CLINICAL AND ADMINISTRATIVE OUTCOMES DURING PUBLICLY-FUNDED INPATIENT STROKE REHABILITATION BASED ON A CASE-MIX GROUP CLASSIFICATION MODEL
Dany Gagnon A1, Sylvie Nadeau A2, Vincent Tam A1
A1 Hôpital de Réadaptation Lindsay
A2 Centre de Recherche Interdisciplinaire en Réadaptation du Grand Montréal-Site Institut de Réadaptation de Montréal Montreal Quebec Canada
Objectives: To determine efficiency and efficacy of publicly-funded inpatient stroke rehabilitation based on a Case-Mix Group Classification Model, and to analyse the usefulness of this decisional aid in the refinement of rehabilitation services delivery needed to optimize accessibility to inpatient rehabilitation services for individuals with stroke in a publicly-funded healthcare system.
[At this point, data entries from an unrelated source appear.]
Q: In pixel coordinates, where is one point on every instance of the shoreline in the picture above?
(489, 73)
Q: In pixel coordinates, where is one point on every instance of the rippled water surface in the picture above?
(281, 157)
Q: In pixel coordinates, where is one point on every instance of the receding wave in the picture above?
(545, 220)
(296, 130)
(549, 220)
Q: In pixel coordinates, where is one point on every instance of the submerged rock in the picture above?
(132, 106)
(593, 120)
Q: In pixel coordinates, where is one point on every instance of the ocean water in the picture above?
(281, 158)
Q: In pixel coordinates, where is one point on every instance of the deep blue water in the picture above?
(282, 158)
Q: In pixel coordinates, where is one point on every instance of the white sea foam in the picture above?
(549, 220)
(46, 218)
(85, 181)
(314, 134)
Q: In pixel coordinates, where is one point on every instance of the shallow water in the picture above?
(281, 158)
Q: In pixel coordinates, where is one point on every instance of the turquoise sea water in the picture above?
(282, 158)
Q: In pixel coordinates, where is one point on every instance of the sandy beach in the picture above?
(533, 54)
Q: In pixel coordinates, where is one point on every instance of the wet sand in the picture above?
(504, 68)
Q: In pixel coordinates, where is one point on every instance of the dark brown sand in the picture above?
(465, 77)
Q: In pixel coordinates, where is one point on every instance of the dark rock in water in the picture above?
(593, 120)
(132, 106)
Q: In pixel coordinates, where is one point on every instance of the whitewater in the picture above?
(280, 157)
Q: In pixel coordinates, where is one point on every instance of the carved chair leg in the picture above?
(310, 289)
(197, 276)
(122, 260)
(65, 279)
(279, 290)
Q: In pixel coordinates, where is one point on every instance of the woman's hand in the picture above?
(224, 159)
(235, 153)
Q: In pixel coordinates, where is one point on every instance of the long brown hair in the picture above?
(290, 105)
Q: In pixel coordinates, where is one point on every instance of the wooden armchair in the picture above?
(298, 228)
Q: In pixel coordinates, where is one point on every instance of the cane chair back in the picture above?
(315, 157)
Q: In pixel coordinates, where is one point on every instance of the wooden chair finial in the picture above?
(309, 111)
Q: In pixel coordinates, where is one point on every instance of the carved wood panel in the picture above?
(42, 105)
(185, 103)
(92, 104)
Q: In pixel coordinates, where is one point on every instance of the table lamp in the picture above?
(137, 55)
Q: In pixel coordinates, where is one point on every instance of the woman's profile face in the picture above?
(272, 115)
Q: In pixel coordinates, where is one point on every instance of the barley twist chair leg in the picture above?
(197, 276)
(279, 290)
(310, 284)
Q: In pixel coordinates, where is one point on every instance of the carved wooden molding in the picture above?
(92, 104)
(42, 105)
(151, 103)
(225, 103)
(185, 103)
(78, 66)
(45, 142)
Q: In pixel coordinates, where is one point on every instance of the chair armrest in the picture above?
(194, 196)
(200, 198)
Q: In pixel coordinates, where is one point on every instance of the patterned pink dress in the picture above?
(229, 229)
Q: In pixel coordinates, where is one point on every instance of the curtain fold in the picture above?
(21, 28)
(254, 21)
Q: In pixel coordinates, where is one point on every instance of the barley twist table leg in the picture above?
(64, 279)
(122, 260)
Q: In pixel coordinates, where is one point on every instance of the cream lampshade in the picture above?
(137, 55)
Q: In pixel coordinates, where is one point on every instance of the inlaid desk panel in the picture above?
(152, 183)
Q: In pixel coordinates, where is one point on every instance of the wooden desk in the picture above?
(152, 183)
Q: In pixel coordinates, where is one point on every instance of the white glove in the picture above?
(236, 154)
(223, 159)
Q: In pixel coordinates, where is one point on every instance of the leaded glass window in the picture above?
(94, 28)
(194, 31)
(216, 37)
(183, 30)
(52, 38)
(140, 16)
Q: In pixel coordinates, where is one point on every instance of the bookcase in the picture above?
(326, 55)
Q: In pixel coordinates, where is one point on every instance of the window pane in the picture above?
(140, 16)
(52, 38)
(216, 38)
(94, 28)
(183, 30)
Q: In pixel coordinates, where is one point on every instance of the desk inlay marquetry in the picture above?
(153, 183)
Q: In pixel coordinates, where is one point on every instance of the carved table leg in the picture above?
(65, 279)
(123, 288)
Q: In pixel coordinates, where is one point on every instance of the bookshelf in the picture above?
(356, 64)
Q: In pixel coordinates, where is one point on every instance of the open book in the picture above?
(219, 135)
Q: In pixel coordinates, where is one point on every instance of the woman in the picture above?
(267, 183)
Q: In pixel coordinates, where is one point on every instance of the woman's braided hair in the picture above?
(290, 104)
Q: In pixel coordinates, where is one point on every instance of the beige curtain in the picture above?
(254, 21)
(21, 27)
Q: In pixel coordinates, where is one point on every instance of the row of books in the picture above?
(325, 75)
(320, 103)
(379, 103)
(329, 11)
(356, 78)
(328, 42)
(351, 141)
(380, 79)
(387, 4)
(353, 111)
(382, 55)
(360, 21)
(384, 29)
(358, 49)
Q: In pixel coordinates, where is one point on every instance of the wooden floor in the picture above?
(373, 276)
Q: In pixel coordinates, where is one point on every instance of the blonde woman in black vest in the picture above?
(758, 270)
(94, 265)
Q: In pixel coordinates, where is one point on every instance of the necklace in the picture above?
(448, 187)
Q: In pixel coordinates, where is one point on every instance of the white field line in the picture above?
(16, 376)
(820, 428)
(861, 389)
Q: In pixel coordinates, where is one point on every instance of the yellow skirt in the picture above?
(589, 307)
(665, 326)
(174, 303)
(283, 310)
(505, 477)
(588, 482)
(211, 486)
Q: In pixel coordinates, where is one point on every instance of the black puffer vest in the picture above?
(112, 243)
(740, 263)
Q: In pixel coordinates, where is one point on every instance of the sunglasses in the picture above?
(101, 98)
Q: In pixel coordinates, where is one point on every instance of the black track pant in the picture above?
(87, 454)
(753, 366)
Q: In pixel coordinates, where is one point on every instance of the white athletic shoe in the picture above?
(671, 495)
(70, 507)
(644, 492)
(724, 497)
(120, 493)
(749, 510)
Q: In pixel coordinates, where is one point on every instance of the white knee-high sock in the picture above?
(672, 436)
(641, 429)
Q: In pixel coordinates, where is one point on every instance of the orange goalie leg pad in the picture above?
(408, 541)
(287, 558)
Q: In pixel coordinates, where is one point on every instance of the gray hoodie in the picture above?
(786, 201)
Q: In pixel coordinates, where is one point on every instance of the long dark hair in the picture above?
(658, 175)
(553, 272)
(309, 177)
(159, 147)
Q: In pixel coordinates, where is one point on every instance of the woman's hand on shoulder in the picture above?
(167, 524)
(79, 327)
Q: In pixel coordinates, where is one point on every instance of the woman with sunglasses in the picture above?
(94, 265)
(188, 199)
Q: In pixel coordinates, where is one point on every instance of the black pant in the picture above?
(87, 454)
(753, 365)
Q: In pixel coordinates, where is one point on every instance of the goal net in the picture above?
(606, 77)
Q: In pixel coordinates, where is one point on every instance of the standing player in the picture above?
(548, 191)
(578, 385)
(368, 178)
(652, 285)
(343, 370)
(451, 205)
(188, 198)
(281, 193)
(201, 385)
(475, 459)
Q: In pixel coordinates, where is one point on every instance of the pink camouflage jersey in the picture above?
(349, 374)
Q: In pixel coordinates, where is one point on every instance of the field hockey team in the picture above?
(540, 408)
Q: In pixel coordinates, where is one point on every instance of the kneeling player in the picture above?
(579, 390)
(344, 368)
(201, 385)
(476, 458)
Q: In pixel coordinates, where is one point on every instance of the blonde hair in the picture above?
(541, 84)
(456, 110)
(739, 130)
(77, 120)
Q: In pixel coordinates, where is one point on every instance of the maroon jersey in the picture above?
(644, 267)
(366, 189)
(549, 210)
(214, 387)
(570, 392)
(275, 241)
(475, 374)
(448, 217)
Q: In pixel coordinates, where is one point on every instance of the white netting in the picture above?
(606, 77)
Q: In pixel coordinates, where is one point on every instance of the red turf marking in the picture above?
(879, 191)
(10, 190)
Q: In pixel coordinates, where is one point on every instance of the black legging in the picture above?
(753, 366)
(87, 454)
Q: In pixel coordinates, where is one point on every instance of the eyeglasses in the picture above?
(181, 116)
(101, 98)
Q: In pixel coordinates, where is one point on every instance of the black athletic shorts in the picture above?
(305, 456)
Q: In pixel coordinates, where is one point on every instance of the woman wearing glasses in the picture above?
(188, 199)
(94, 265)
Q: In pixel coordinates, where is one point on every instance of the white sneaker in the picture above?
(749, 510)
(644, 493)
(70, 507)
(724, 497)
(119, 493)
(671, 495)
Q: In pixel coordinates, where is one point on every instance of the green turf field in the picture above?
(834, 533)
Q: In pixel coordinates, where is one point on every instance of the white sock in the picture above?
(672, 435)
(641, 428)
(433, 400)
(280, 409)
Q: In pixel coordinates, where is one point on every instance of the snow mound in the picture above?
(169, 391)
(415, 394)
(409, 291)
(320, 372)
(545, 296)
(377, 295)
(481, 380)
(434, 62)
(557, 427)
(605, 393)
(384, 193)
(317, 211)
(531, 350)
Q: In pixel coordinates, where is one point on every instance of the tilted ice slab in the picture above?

Design: Individuals with stroke (n =422) who received inpatient rehabilitation through the Montreal Rehabilitation Hospital Network were included in this retrospective study. Clinical (total, motor and cognitive-Functional Independence Measure (FIM) scores, percentage of discharge to community) and administrative outcomes (onset to rehabilitation interval, length of inpatient rehabilitation stay, length of stay efficiency) were measured. Results: Across Case-Mix Groups, mean onset to rehabilitation days varied between 16. 2 (5. 7) and 32. 0 (19. 4) days whereas the mean length of stay fluctuated between 27. 5 (13) and 77. 0 (27) days. Best total (41. 6 (21. 4)) and motor-FIM (38. 9 (19. 0)) gains were observed in most severely disabled cases (114) whereas the Case-Mix Group 103 presented the best cognitive-FIM gain (5. 8 (4. 0)). Optimal mean total, motor and cognitive-FIM efficiency rates, found in moderately disabled stroke patients, were 0. 668 (0. 434), 0. 634 (0. 377) and 0. 15 (0. 136), respectively. Majority of patients returned home following rehabilitation in all Case-Mix Groups (63. 6% to 96. 4%) except for groups 112 and 108. Conclusion: Moderate to good length of stay efficiencies are observed among all Case-Mix Group following stroke rehabilitation. In fact, individuals with moderate disability present the best rate of recovery. Variations in length of stay efficiency suggest that the use of a Case-Mix Group Classification Model in stroke rehabilitation could represent an innovative approach, especially for program evaluation in publicly-funded and universal-access rehabilitation hospitals.